Choreographer Anne Teresa De Keersmaeker’s breakthrough came in 1982, at the age of 21, with Fase, Four Movements to the Music of Steve Reich. For 36 years, she continued to dance the now-iconic piece herself, all the while building a rigorous and celebrated body of work exploring geometry, musical and social structures, and the relationship between music and dance. In 2018, for the first time, De Keersmaeker passed Fase to a new generation of dancers from her company, Rosas, signaling the beginning of a new phase. Its presentation at the ICA marks the company’s first appearance in Boston in more than 30 years.

Here De Keersmaeker discusses the relationship between the past and present of the piece, and the road travelled between both versions, with dramaturg Floor Keersmaeker.

Together with Rosas danst Rosas, Fase is the performance that has been on stage the most of all pieces, and has remained on the program all this time. Now, the time to pass on the choreography to a new generation of dancers seems to have come. Would you mind explaining why Fase is so important to you and to Rosas?

Strictly speaking, Fase is not my first choreography – before that there was Ash (1980) – but it really was a seminal work, showing the first traces of a composition style I was later to make my own. Ash still was an exploration, an attempt to spy out the land. Fase is about the art of choreography, the art of composing movements that I wanted to master so badly as an autodidact. Violin Phase was the starting point for that exercise. When I left for New York to study at the Tisch School of the Arts in 1980, I kept a recording of Steve Reich in my travel sack. During the first months of my studies, I was bent on creating my own dance. I continued to consider this solo as ‘my’ own piece of dance, mainly since it contained all the elements that defined the (now 36-year) road that tracked the tight relationship between dance and music, and the concept of choreography as the art of organizing movements in time and space, where the music determines the time format and the space is divided based on an underlying geometry. Finally, it also speaks to a strongly ‘focal’ use of energy. The vocabulary of movements deployed is highly minimalistic, almost mundane. Turning, jumping, swinging arms… it somewhat resembles the way a child dances. Yet in opposition to the simplicity of movements stands the outspoken energy of its execution. It is that tension I explored further in Rosas danst Rosas. The investment of such a high amount of physical energy in a composition culminates in a discharge that shares a great deal of emotional tension. At the time, that was at odds with the main strands of American minimalistic dance, which were based on a detached, almost mathematical sense of calculation and precision that required little to no personal involvement on the behalf of the dancer. Conversely, and in spite of the very tight structure and formality, dancing Fase has a great physical and – thus also emotional – intensity to it.

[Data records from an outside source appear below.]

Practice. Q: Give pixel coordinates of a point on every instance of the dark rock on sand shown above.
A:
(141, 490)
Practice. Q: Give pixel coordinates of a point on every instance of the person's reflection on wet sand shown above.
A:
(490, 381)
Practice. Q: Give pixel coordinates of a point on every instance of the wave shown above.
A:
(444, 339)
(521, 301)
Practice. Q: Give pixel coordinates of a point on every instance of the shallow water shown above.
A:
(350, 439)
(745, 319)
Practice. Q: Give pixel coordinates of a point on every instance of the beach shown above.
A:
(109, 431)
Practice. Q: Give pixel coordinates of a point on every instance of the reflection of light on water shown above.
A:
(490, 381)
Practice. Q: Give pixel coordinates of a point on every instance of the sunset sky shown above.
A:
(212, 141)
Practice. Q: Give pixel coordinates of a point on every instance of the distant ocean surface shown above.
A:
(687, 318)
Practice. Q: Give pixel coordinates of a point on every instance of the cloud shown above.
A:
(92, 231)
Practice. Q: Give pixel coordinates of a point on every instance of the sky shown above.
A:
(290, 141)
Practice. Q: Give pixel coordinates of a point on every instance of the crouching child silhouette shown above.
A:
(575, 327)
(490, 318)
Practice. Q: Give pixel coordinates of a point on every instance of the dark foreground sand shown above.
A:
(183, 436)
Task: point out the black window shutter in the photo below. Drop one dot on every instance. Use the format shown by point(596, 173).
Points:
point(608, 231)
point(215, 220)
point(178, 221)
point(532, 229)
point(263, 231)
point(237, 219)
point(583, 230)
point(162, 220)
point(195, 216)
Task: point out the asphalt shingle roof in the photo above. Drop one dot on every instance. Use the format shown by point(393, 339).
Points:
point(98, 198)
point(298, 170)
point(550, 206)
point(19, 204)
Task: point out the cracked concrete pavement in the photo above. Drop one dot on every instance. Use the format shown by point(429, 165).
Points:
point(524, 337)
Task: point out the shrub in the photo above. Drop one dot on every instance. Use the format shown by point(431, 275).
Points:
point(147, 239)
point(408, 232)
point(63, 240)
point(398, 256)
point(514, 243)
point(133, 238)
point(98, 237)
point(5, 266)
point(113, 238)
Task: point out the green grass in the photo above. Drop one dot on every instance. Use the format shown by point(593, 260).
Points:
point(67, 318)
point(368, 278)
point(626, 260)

With respect to Rosas danst Rosas, you’ve repeatedly claimed that the repetitive and highly structured character of the choreography in question requires a great deal of individual charisma and personality on behalf of the dancer. This seems due to the fact that, despite the choreography’s great uniformity, that’s what renders their performance different. Fase is even more formal and abstract; would it be correct to say that, in this instance, the casting is at least as important as the dancing in order for a successful transfer to take place?

In fact, the piece in question was developed in three stages. In the first, I created Violin Phase, my own solo, in which, naturally, the casting is of great importance. After all, I was working with my own body, writing a choreography by dancing myself, all whilst dancing in the act of creating my own choreography. This double starting point is part of the dance’s DNA, and strongly intertwined with my mode of movement. Come Out was the next part, which I created with Jennifer Everhard. In that case, it was important to have two women, just like in the two subsequent parts, Piano Phase and Clapping Music, which I later wrote with Michèle Anne De Mey. In a way, the movements have become ‘grafted’ onto my body, which at the time was the body of a young woman. In order to come up with a choreographic answer to the repetitive minimal music by Reich, I sought to stretch its visual conformity as much as possible to most adequately demonstrate what was different and what was the similar in the performance. Take Piano Phase, for instance: that dance would have ended up completely different if one were to put a man and a woman next to each other. Perhaps nowadays, at a time when the notion of gender liquidity has become more widespread, it may be old-fashioned to hold on to the fact of the female body with such tenacity, a basic assumption that can (rightfully) be questioned. Yet I do find this physical similarity of two women important. I even take into account the height of dancers and their hairstyles.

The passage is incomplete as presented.